Biomechanical evaluation of classic solid and novel all-soft suture anchors for glenoid labral repair.

PURPOSE

To evaluate the biomechanical performance of an all-soft suture anchor (JuggerKnot; Biomet, Warsaw, IN) in comparison with a classic solid suture anchor (2.4-mm biocomposite SutureTak; Arthrex, Naples, FL) in an in vitro labral repair model.

METHODS

We dissected 12 cadaveric shoulders (mean age, 61 ± 9.4 years), leaving the labrum intact, and bone mineral density was obtained (mean, 0.375 ± 0.06 g/cm(3)). Simulated labral tears were made at the anteroinferior and posteroinferior edges of the labrum. Repairs used 2 all-soft suture anchors (JuggerKnot) or 2 solid anchors with free, high-strength No. 2 suture (FiberWire; Arthrex) spanning the operative construct to load the repair. Differential variable reluctance transducers were used to measure labral displacement for each specimen. The testing protocol consisted of a preconditioning phase at 10 N for 10 cycles (1 Hz) and then a final load-to-failure testing at a rate of 3 mm/min.

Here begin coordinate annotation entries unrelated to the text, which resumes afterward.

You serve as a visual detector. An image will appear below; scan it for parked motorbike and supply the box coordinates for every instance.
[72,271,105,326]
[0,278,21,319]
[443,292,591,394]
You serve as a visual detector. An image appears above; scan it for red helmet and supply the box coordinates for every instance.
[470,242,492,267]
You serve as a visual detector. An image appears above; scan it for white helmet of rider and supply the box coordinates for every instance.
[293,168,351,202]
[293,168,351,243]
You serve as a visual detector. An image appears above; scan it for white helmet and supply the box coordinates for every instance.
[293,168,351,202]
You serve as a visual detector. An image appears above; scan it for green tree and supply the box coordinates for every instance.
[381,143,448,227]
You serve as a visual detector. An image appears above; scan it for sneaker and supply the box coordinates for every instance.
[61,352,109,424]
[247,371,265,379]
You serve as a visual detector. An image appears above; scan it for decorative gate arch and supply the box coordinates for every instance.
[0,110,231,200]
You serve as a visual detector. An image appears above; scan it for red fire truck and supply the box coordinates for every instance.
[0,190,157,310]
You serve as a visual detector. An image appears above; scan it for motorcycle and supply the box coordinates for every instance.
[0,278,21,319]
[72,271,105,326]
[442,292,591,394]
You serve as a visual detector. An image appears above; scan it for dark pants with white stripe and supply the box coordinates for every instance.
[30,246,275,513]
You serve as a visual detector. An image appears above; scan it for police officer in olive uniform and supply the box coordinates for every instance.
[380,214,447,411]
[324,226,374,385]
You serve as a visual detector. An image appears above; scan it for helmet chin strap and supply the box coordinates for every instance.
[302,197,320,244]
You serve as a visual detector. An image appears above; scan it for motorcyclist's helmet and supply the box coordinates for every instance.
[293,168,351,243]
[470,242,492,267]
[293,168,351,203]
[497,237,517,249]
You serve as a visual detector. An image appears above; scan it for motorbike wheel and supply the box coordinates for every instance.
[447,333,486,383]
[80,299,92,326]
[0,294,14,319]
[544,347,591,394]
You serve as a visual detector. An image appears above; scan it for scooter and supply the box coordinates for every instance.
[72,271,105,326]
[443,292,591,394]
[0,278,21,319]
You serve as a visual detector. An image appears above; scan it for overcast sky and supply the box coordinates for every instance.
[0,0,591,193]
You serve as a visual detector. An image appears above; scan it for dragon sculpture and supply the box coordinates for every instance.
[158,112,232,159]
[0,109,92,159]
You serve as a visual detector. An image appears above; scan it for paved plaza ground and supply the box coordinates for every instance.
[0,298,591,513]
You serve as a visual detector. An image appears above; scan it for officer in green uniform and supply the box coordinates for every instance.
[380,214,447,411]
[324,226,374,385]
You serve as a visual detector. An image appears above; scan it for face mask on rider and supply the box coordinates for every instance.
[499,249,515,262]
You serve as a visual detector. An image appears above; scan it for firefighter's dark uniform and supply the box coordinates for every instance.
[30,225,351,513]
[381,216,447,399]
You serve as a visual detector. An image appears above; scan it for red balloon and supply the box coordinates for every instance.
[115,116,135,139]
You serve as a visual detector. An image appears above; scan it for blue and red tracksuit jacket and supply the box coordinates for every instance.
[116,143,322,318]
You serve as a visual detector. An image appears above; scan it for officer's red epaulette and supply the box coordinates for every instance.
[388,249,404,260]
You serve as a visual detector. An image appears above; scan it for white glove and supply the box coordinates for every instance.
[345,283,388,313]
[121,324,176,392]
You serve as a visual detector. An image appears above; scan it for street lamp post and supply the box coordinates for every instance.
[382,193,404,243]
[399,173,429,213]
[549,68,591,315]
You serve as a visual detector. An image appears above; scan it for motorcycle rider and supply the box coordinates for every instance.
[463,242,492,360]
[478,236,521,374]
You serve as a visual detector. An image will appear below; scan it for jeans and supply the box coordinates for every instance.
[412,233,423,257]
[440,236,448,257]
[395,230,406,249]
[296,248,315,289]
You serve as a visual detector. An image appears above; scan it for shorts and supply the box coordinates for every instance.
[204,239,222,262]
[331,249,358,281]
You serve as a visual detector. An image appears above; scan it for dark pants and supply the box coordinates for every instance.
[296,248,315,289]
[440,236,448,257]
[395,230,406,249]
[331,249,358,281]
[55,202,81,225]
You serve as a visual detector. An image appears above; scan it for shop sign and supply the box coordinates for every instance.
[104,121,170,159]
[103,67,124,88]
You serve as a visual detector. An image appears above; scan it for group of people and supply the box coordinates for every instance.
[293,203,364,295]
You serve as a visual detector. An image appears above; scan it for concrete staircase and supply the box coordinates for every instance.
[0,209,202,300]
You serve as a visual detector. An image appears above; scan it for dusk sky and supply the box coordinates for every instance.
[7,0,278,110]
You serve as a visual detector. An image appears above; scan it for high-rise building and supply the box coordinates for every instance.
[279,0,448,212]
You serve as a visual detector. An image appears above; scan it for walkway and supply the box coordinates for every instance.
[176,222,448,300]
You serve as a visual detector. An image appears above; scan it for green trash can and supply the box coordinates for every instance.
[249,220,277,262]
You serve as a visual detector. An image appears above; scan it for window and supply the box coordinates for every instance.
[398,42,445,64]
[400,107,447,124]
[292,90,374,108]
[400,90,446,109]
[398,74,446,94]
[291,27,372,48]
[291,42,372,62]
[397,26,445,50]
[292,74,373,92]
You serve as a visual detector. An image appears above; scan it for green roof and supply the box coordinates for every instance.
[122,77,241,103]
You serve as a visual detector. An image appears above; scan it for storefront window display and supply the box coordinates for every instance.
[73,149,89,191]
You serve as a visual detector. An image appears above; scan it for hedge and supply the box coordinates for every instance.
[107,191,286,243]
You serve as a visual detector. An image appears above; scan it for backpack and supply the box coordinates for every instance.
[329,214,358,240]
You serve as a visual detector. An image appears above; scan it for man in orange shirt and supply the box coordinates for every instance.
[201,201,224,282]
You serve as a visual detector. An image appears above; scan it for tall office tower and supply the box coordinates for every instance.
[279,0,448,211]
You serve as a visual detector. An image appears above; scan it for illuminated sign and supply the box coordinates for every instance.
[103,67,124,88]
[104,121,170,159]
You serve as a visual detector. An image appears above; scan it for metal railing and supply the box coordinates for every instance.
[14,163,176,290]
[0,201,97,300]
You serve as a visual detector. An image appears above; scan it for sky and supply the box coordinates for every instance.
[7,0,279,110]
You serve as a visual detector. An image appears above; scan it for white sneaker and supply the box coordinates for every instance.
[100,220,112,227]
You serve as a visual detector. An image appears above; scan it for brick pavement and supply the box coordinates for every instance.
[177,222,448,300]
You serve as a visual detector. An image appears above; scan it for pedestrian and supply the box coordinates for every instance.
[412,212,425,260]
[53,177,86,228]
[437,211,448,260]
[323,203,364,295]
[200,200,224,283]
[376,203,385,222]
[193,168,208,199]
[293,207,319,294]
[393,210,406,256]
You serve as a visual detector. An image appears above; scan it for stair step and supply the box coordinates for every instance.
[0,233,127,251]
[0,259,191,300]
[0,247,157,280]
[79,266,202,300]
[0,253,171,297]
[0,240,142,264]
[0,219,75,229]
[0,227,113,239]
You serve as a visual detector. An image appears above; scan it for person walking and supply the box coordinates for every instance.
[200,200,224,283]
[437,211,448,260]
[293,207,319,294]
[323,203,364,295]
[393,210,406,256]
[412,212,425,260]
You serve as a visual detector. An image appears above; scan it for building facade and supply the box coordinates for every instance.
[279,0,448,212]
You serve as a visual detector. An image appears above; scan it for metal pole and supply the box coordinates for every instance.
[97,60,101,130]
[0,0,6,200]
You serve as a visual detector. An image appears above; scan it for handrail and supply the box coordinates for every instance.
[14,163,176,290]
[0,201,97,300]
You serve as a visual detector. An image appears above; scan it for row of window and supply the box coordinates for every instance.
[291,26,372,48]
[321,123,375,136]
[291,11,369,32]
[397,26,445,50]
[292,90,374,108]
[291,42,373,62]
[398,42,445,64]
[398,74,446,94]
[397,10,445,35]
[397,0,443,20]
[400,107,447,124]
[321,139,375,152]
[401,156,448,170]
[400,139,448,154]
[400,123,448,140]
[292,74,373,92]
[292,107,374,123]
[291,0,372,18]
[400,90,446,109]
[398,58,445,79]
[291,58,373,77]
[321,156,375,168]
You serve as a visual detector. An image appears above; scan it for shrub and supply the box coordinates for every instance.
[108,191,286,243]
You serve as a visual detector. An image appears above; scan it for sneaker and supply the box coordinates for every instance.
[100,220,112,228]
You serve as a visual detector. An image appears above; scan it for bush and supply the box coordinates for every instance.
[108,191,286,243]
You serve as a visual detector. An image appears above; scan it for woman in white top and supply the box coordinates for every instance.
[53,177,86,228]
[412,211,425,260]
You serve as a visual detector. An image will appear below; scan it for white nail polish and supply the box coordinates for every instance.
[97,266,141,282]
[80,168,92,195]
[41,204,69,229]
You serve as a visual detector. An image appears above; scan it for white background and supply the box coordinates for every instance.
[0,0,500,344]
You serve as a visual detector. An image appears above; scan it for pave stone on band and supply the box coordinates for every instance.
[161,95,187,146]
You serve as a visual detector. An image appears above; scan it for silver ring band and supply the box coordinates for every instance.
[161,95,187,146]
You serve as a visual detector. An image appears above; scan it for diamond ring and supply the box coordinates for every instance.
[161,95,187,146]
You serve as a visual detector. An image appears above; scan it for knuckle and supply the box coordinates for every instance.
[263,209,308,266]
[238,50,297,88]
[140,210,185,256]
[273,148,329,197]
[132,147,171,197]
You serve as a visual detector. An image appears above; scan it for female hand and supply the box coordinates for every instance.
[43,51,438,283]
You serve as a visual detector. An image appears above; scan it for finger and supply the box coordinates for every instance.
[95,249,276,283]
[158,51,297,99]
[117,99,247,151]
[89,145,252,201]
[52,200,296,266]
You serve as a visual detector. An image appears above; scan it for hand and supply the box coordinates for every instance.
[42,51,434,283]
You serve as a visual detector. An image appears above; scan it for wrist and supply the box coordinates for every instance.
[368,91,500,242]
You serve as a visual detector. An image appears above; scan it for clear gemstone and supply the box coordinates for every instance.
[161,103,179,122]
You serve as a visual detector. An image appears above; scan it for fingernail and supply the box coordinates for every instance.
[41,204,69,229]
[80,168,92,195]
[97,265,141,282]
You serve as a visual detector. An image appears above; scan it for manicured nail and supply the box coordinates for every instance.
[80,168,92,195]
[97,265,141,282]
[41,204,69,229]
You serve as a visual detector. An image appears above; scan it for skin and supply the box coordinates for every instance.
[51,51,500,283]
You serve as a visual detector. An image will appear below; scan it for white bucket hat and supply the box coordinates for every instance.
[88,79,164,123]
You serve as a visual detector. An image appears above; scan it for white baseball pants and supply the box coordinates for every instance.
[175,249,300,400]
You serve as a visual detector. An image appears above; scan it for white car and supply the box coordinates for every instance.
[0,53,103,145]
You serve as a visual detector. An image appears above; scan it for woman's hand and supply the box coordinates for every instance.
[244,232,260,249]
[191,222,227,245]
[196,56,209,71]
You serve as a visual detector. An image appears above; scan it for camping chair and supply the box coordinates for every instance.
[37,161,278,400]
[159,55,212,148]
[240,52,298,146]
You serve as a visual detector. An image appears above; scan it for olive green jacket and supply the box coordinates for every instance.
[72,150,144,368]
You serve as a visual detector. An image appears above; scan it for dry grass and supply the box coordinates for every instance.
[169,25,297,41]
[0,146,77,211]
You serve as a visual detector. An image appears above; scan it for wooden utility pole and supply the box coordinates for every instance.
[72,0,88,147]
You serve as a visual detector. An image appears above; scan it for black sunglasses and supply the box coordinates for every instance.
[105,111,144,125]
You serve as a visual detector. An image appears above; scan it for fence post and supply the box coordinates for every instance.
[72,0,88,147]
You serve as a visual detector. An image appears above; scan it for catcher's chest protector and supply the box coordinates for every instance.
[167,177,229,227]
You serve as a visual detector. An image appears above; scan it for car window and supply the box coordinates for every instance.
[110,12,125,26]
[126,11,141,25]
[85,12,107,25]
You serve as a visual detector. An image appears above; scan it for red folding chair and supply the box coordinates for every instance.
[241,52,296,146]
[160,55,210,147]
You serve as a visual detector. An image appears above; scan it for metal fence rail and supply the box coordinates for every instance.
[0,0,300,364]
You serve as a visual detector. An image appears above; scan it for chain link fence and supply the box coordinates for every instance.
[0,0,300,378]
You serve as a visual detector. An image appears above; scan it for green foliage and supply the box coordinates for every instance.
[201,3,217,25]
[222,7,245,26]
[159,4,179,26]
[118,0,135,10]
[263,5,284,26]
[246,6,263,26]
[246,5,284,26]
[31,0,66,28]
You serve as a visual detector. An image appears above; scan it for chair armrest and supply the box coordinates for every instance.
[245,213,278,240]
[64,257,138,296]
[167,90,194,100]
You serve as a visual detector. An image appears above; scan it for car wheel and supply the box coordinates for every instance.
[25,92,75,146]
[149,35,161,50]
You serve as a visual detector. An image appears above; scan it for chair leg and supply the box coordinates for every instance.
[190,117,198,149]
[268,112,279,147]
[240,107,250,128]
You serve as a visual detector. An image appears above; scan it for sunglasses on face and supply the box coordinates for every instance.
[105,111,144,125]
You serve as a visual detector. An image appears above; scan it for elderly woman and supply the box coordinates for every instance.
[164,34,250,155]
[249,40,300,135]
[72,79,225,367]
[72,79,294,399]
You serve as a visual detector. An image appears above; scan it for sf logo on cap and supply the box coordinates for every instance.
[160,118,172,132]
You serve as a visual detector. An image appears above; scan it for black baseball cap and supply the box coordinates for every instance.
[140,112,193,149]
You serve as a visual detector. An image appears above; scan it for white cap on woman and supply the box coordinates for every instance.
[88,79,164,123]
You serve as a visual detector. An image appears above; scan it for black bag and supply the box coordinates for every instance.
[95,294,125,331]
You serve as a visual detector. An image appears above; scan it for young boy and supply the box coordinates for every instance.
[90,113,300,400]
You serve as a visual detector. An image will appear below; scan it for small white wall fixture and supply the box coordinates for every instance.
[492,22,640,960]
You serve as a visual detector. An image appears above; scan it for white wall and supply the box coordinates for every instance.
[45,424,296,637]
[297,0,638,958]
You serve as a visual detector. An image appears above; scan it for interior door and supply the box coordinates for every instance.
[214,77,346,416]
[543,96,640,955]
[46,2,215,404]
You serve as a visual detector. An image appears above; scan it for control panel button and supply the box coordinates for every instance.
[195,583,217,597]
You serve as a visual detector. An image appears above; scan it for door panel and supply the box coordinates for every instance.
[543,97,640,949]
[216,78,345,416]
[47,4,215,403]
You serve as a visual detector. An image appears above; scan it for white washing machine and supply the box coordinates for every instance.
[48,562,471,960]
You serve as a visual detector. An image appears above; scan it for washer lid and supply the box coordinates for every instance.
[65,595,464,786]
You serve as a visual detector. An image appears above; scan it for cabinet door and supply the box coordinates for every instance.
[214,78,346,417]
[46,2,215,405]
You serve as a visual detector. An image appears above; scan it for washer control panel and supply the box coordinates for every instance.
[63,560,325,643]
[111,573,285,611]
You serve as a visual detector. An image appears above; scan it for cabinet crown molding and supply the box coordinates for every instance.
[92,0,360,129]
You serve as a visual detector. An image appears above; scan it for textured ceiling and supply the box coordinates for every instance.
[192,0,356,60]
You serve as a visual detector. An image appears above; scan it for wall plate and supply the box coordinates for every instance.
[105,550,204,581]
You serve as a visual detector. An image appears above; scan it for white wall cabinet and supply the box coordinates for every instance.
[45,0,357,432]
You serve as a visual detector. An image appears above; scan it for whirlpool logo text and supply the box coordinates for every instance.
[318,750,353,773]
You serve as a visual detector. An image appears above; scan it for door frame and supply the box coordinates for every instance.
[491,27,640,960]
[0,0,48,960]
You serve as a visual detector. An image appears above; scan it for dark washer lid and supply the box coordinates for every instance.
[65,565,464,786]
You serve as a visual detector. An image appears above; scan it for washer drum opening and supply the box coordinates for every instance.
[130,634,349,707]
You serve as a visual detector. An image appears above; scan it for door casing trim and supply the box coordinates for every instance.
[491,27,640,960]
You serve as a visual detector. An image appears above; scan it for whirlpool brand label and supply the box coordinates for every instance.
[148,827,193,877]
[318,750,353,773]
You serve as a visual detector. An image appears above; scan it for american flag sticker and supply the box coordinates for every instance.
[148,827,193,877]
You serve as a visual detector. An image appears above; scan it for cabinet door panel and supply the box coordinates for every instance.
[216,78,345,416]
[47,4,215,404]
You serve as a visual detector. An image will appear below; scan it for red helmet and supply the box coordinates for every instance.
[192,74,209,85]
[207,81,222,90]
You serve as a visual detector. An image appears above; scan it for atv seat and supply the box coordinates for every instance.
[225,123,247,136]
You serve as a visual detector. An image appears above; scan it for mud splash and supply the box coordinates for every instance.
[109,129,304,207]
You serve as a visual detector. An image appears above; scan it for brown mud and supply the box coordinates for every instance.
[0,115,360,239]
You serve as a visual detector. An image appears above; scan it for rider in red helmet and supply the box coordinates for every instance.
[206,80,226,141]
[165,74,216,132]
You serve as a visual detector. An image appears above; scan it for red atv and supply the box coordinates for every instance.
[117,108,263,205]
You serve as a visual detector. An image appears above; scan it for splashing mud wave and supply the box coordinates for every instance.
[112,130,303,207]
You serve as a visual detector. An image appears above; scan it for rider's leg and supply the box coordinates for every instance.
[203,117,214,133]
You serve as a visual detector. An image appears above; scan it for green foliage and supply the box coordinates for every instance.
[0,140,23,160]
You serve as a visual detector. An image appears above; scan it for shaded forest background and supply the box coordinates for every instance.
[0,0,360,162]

Labral displacement of 2 mm was determined as the primary outcome.

RESULTS

There was no statistical difference (P = .22) in ultimate load to failure and displacement at ultimate failure (anchor pullout) between the all-soft JuggerKnot (146.0 ± 43.0 N and 19.8 ± 5.4 mm, respectively) and the solid SutureTak (171.9 ± 52.6 N and 22.3 ± 6.8 mm, respectively). The solid anchor had a significantly higher ultimate load at 2 mm of labral displacement than the all-soft suture anchor (84.1 ± 19.0 N and 39.2 ± 10.6 N, respectively; P < .001).

CONCLUSIONS

Whereas both the solid SutureTak and the all-soft JuggerKnot displayed similar results on ultimate load-to-failure testing, the solid anchor required significantly greater load for 2 mm of labral displacement than the all-soft anchor.

CLINICAL RELEVANCE

The all-soft anchor (JuggerKnot) is similar in biomechanical performance to the classic solid anchor (SutureTak) with the exception of load at 2 mm of labral displacement, suggesting micromotion of the device.